Explicit Decoupling of Forward Features and Backward Gradients: While \(\text{sg}(\cdot)\) is a known trick, its application in MLLM multi-layer fusion is provided with clear SNR theoretical grounding and empirical validation. This is transferable to any architecture combining shallow and deep layers (e.g., video temporal fusion).
LLM-based Probe Decoder: By sharing inductive biases between the "evaluator" and the "consumer," this approach avoids metrics from independent autoencoders that may decouple from actual LLM performance. This logic could extend to audio or video LLM representation evaluation.
Near-Zero Cost: The core modification is a simple .detach(), making it a drop-in improvement for MLLM training pipelines. It is orthogonal to architectural designs like DenseConnector or DeepStack.

Limitations & Future Work¶

Theoretical results (Proposition 4.3) only cover "early training stages," lacking formal guarantees for detachment in late-stage convergence where shallow layers might need minor semantic gradients for long-range adaptation.
\(R\)-Probe as an auxiliary loss biases the model toward OCR-style data, slightly decreasing STEM/General scores. The paper acknowledges this as a data distribution issue but lacks a side-effect-free scheduling strategy.
Experiments focused on LLaMA-3.1-8B and document-centric data; transferability to larger LLMs or non-document scenarios (e.g., video OCR, scene text in the wild) requires further verification.

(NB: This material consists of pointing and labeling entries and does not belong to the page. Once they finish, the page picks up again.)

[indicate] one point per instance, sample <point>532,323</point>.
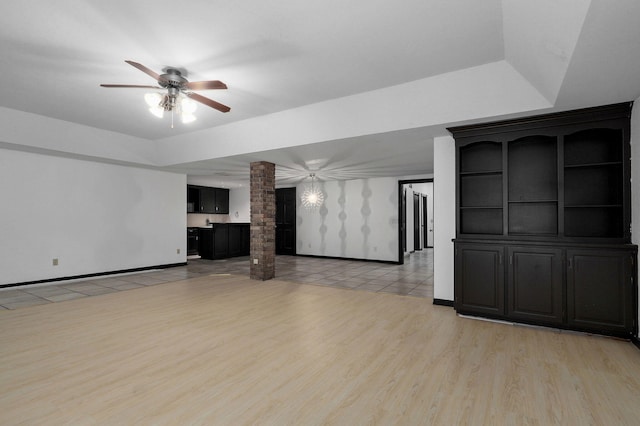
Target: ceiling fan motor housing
<point>172,78</point>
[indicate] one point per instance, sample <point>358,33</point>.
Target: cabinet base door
<point>479,279</point>
<point>534,288</point>
<point>600,290</point>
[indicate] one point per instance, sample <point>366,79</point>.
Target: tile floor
<point>414,278</point>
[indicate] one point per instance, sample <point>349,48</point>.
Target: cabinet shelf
<point>482,173</point>
<point>531,201</point>
<point>588,165</point>
<point>594,206</point>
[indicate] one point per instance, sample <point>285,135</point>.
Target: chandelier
<point>312,196</point>
<point>172,101</point>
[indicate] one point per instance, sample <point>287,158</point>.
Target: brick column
<point>263,220</point>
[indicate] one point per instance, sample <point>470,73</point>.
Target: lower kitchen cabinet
<point>238,239</point>
<point>573,287</point>
<point>224,240</point>
<point>192,241</point>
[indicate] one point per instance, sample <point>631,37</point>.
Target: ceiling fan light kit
<point>179,97</point>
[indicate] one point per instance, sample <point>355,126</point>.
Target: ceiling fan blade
<point>145,70</point>
<point>129,86</point>
<point>208,102</point>
<point>206,85</point>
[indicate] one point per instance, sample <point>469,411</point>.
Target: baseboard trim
<point>388,262</point>
<point>97,274</point>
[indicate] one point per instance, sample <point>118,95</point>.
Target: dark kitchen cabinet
<point>553,194</point>
<point>192,241</point>
<point>220,241</point>
<point>222,201</point>
<point>207,200</point>
<point>193,199</point>
<point>239,239</point>
<point>224,240</point>
<point>204,199</point>
<point>286,221</point>
<point>214,241</point>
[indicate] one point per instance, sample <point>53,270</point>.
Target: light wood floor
<point>227,350</point>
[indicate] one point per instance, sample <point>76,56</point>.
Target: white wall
<point>444,216</point>
<point>635,177</point>
<point>93,217</point>
<point>359,219</point>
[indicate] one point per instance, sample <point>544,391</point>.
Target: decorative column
<point>263,220</point>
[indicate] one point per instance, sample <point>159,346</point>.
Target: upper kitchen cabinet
<point>204,199</point>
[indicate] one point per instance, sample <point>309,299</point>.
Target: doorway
<point>417,243</point>
<point>286,221</point>
<point>415,224</point>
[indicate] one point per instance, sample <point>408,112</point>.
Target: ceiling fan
<point>176,84</point>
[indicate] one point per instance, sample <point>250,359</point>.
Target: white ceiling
<point>345,70</point>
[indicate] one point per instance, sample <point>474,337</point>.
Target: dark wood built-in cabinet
<point>543,221</point>
<point>204,199</point>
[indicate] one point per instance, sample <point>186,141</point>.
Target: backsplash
<point>200,219</point>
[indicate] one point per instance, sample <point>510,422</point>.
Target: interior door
<point>286,221</point>
<point>416,222</point>
<point>425,223</point>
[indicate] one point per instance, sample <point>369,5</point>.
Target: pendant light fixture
<point>312,197</point>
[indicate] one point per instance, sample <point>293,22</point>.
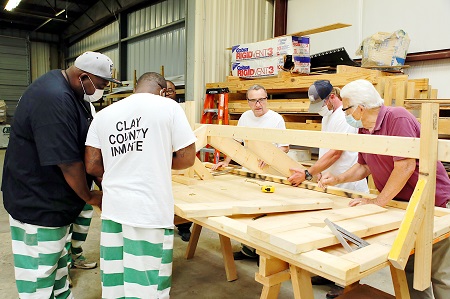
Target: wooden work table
<point>294,244</point>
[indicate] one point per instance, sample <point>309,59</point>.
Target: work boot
<point>185,235</point>
<point>319,280</point>
<point>334,292</point>
<point>80,262</point>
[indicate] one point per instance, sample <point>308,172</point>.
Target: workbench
<point>292,239</point>
<point>292,245</point>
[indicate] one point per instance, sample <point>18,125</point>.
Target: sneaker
<point>81,263</point>
<point>70,281</point>
<point>185,235</point>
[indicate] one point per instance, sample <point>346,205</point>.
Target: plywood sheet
<point>263,228</point>
<point>312,237</point>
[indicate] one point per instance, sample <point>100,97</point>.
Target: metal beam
<point>39,15</point>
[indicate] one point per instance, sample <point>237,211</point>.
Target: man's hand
<point>261,163</point>
<point>218,165</point>
<point>363,201</point>
<point>95,198</point>
<point>327,179</point>
<point>297,177</point>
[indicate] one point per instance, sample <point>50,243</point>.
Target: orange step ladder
<point>216,103</point>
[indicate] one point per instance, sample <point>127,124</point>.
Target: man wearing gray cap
<point>325,100</point>
<point>45,186</point>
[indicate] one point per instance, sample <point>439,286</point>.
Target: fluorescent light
<point>12,4</point>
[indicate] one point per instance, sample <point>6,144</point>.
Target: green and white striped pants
<point>40,260</point>
<point>135,262</point>
<point>78,232</point>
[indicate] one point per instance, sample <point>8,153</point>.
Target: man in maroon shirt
<point>394,177</point>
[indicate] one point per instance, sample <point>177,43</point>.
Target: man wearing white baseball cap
<point>326,100</point>
<point>45,186</point>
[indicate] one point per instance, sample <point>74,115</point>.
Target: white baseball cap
<point>97,64</point>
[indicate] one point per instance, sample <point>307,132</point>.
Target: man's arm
<point>184,157</point>
<point>403,169</point>
<point>323,163</point>
<point>75,175</point>
<point>284,148</point>
<point>355,173</point>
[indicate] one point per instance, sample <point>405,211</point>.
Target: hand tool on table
<point>342,235</point>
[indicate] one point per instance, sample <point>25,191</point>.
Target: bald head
<point>151,82</point>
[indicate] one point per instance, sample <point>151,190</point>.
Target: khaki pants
<point>440,273</point>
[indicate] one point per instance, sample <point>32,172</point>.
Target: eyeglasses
<point>254,101</point>
<point>345,109</point>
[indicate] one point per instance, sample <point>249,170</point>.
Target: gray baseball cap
<point>317,93</point>
<point>97,64</point>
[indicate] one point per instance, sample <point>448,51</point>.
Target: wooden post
<point>427,171</point>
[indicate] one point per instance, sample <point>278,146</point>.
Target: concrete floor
<point>202,277</point>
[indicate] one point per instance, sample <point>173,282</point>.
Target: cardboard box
<point>270,66</point>
<point>4,135</point>
<point>384,49</point>
<point>290,45</point>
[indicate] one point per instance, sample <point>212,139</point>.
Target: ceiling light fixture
<point>12,4</point>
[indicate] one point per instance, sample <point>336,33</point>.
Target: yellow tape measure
<point>267,189</point>
<point>264,188</point>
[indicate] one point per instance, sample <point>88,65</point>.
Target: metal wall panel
<point>155,16</point>
<point>155,37</point>
<point>231,22</point>
<point>107,36</point>
<point>40,59</point>
<point>166,48</point>
<point>14,70</point>
<point>165,43</point>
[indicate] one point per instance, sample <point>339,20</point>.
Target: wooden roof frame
<point>416,227</point>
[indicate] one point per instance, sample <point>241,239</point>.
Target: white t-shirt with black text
<point>137,136</point>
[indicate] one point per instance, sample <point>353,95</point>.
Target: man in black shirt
<point>45,185</point>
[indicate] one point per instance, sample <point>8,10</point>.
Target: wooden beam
<point>201,141</point>
<point>201,170</point>
<point>400,284</point>
<point>294,83</point>
<point>237,152</point>
<point>273,156</point>
<point>301,282</point>
<point>427,170</point>
<point>386,145</point>
<point>404,242</point>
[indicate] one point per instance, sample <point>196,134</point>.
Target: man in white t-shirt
<point>326,100</point>
<point>133,145</point>
<point>258,117</point>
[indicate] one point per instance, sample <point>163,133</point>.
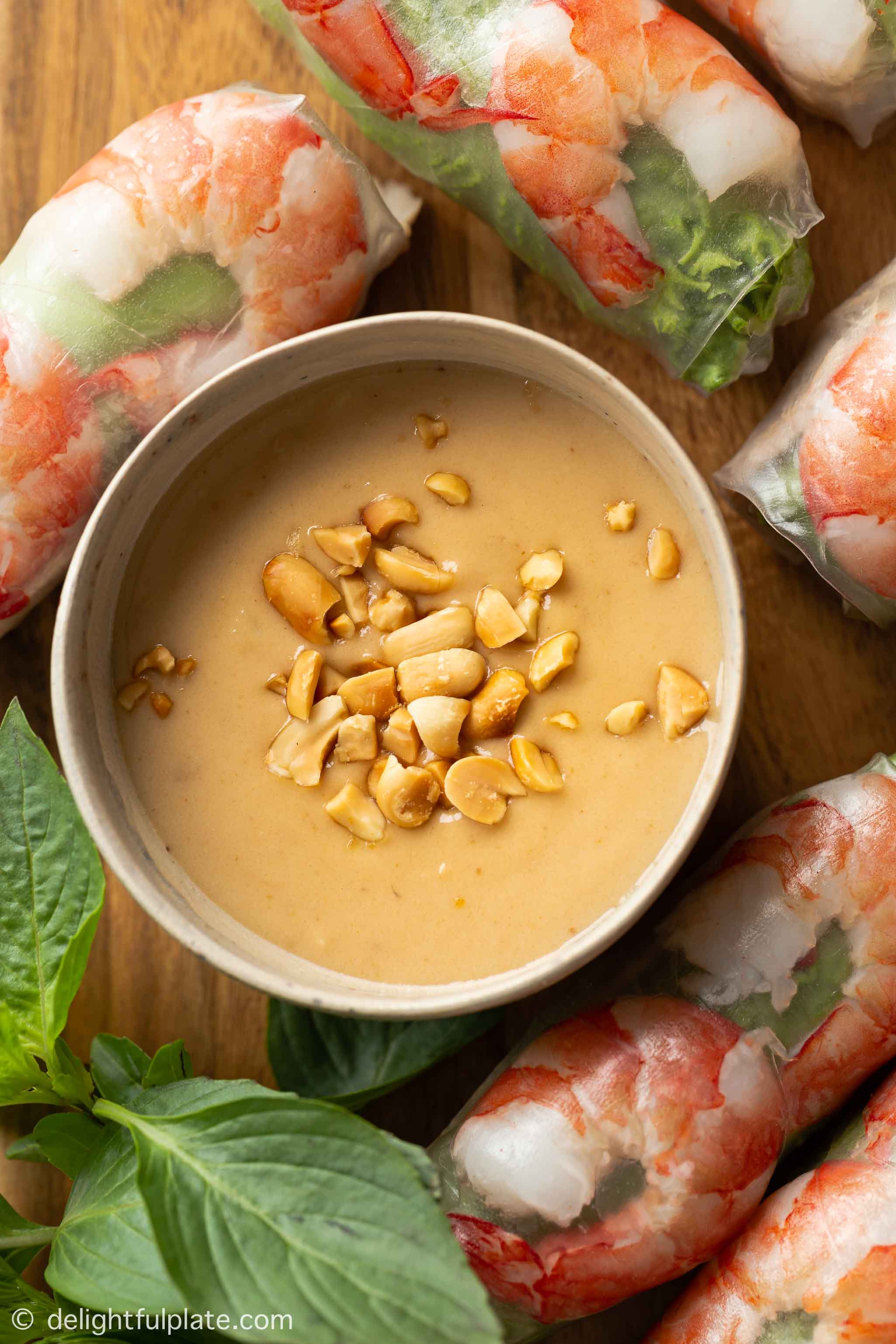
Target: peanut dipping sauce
<point>451,899</point>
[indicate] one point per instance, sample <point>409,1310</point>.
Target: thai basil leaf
<point>170,1065</point>
<point>351,1061</point>
<point>69,1140</point>
<point>52,883</point>
<point>271,1199</point>
<point>21,1240</point>
<point>119,1068</point>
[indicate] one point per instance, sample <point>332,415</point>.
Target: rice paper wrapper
<point>622,154</point>
<point>820,469</point>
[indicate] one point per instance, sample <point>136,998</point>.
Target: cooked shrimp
<point>652,1093</point>
<point>237,175</point>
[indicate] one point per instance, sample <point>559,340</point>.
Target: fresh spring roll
<point>203,233</point>
<point>817,1261</point>
<point>836,57</point>
<point>617,148</point>
<point>625,1146</point>
<point>821,467</point>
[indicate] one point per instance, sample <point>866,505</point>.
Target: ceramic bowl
<point>84,706</point>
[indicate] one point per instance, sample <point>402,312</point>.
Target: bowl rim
<point>455,997</point>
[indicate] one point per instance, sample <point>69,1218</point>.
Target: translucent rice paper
<point>203,233</point>
<point>821,467</point>
<point>625,1146</point>
<point>817,1261</point>
<point>615,147</point>
<point>836,57</point>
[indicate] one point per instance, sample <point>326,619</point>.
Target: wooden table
<point>821,688</point>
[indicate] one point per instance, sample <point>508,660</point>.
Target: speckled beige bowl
<point>83,697</point>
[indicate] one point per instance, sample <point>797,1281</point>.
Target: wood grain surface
<point>821,688</point>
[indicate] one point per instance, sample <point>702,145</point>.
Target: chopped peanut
<point>158,658</point>
<point>528,609</point>
<point>621,517</point>
<point>453,673</point>
<point>681,701</point>
<point>392,611</point>
<point>355,592</point>
<point>371,693</point>
<point>565,719</point>
<point>406,795</point>
<point>350,545</point>
<point>129,694</point>
<point>626,718</point>
<point>493,710</point>
<point>358,813</point>
<point>300,749</point>
<point>303,683</point>
<point>449,487</point>
<point>386,513</point>
<point>300,593</point>
<point>542,572</point>
<point>535,768</point>
<point>401,736</point>
<point>664,558</point>
<point>438,719</point>
<point>552,658</point>
<point>449,628</point>
<point>479,787</point>
<point>343,627</point>
<point>412,572</point>
<point>496,622</point>
<point>357,740</point>
<point>431,431</point>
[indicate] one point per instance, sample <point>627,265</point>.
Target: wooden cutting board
<point>821,688</point>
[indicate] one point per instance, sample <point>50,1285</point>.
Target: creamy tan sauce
<point>452,899</point>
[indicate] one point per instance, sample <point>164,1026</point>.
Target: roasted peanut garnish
<point>406,795</point>
<point>412,572</point>
<point>386,513</point>
<point>664,558</point>
<point>493,710</point>
<point>355,593</point>
<point>371,693</point>
<point>528,609</point>
<point>348,545</point>
<point>541,572</point>
<point>626,718</point>
<point>621,517</point>
<point>431,431</point>
<point>496,622</point>
<point>565,719</point>
<point>455,673</point>
<point>358,813</point>
<point>343,627</point>
<point>438,719</point>
<point>552,658</point>
<point>401,736</point>
<point>357,738</point>
<point>681,701</point>
<point>535,768</point>
<point>451,628</point>
<point>158,658</point>
<point>300,749</point>
<point>479,787</point>
<point>300,593</point>
<point>303,683</point>
<point>392,611</point>
<point>449,487</point>
<point>131,693</point>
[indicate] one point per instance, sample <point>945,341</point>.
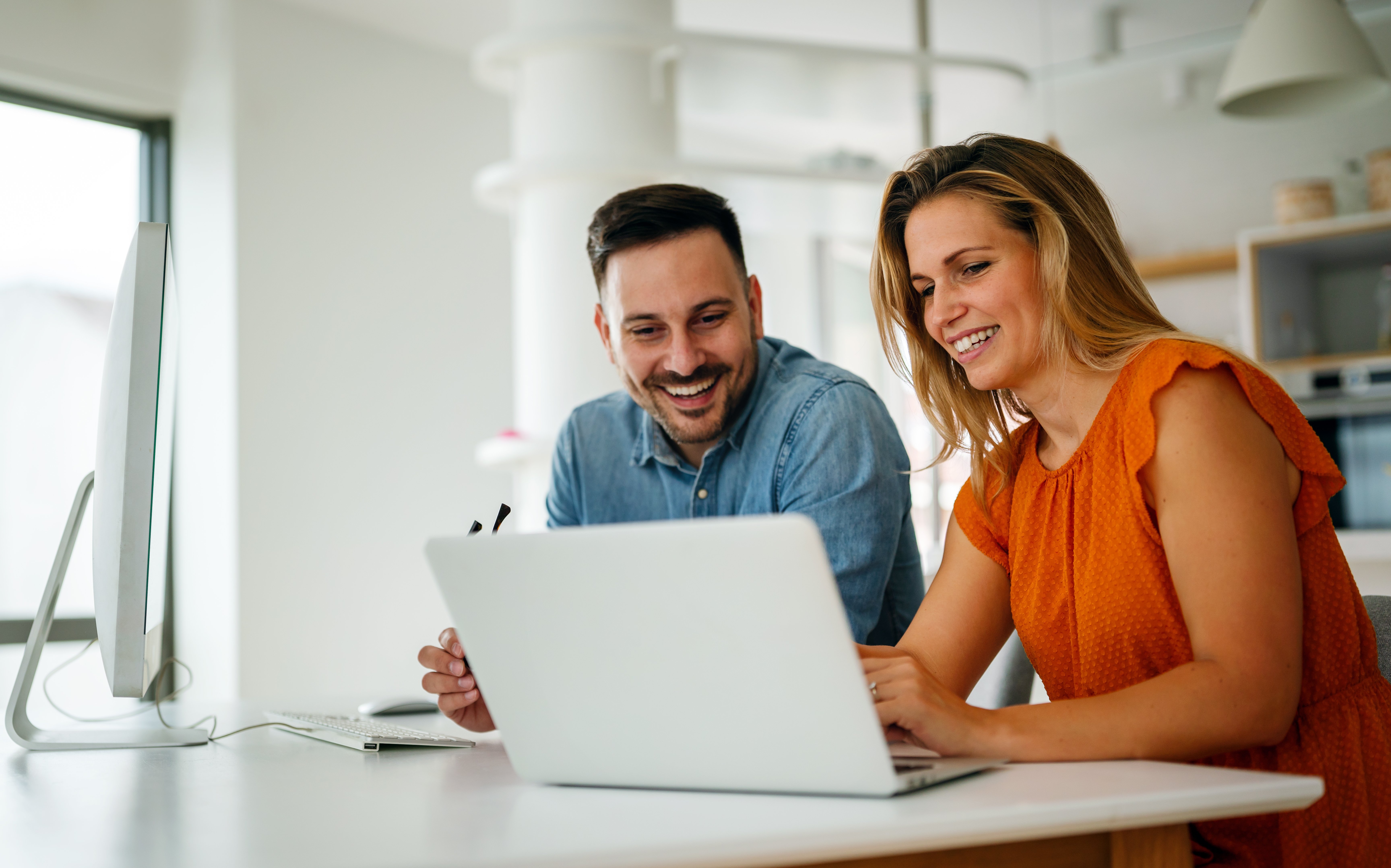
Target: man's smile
<point>693,396</point>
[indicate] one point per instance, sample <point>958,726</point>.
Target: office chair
<point>1019,672</point>
<point>1381,611</point>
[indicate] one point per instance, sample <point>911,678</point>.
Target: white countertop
<point>271,799</point>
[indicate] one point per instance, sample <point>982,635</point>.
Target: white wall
<point>373,322</point>
<point>1180,176</point>
<point>346,311</point>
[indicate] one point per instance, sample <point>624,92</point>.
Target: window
<point>73,184</point>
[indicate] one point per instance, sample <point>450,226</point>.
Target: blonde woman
<point>1157,529</point>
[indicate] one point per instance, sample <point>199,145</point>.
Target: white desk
<point>265,799</point>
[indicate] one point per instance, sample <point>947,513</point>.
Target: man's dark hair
<point>660,212</point>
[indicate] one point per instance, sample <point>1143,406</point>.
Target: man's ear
<point>756,307</point>
<point>602,325</point>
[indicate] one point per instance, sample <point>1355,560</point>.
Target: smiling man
<point>717,419</point>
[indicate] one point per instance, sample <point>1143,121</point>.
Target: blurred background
<point>379,219</point>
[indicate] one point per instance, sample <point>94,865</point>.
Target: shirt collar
<point>652,443</point>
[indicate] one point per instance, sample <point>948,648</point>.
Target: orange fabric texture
<point>1097,610</point>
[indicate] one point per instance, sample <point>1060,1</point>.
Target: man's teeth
<point>686,392</point>
<point>976,340</point>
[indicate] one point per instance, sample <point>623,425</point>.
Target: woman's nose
<point>946,308</point>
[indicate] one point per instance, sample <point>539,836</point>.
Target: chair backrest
<point>1017,685</point>
<point>1381,611</point>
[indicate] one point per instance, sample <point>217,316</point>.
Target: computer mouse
<point>399,706</point>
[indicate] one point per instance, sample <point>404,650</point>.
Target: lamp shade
<point>1300,58</point>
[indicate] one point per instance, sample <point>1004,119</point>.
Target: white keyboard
<point>362,734</point>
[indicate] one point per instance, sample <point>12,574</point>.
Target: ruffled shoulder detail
<point>991,533</point>
<point>1155,368</point>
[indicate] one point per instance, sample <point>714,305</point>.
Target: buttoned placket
<point>703,490</point>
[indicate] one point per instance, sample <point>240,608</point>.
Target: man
<point>717,419</point>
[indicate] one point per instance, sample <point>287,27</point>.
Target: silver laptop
<point>710,654</point>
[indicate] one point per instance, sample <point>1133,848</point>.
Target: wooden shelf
<point>1200,262</point>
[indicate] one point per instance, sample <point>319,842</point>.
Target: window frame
<point>155,193</point>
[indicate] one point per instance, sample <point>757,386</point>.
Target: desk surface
<point>269,798</point>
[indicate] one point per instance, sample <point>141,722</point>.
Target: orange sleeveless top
<point>1097,610</point>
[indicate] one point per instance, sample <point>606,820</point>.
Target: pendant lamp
<point>1300,58</point>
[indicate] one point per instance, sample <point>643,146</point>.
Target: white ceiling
<point>1008,30</point>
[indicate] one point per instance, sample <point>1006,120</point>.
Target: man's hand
<point>450,678</point>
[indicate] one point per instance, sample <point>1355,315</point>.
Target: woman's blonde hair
<point>1098,312</point>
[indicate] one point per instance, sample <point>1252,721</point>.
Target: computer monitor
<point>131,507</point>
<point>134,436</point>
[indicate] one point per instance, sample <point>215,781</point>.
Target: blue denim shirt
<point>810,439</point>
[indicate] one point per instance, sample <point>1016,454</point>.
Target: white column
<point>592,115</point>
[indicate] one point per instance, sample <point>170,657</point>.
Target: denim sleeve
<point>563,508</point>
<point>845,467</point>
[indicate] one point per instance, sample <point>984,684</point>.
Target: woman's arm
<point>963,620</point>
<point>1222,490</point>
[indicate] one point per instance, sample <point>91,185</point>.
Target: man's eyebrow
<point>645,318</point>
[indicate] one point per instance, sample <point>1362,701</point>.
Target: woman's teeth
<point>976,340</point>
<point>686,392</point>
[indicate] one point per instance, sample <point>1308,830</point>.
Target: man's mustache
<point>700,375</point>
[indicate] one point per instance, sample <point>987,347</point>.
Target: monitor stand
<point>17,718</point>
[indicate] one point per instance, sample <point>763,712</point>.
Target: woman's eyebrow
<point>948,261</point>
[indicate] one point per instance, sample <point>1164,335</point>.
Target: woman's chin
<point>984,379</point>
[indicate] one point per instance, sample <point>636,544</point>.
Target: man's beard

vs. DenseConnector / DeepStack / ML: These focus on architectural "where and how to fuse." Detachment is an orthogonal training-side improvement that enhances these architectures.
vs. Perception Tokens / Morph-Tokens / SeTok: These work by introducing new tokens or reconstruction targets which require structural changes. \(R\)-Probe is a lightweight diagnostic tool that does not modify the core model.
vs. H-detach (Arpit et al., 2018): Shares the philosophy of selectively cutting gradients to stabilize training. This work generalizes the idea from LSTMs to ViT-LLM cross-modal fusion with an SNR-based theoretical framework.

Rating¶

Novelty: ⭐⭐⭐⭐ Stop-gradient is not new, but its application in MLLM multi-layer fusion combined with SNR analysis and pixel reconstruction diagnosis is a novel combination.
Experimental Thoroughness: ⭐⭐⭐⭐ 22 benchmarks, 4 ViT backbones, 5M+2M scale data; a complete chain of evidence.
Writing Quality: ⭐⭐⭐⭐ Clear five-part structure: Motivation—Theory—Diagnosis—Ablation—Comparison; standardized formulas.
Value: ⭐⭐⭐⭐ Minimal engineering cost, orthogonal to existing methods, and provides a standalone diagnostic tool.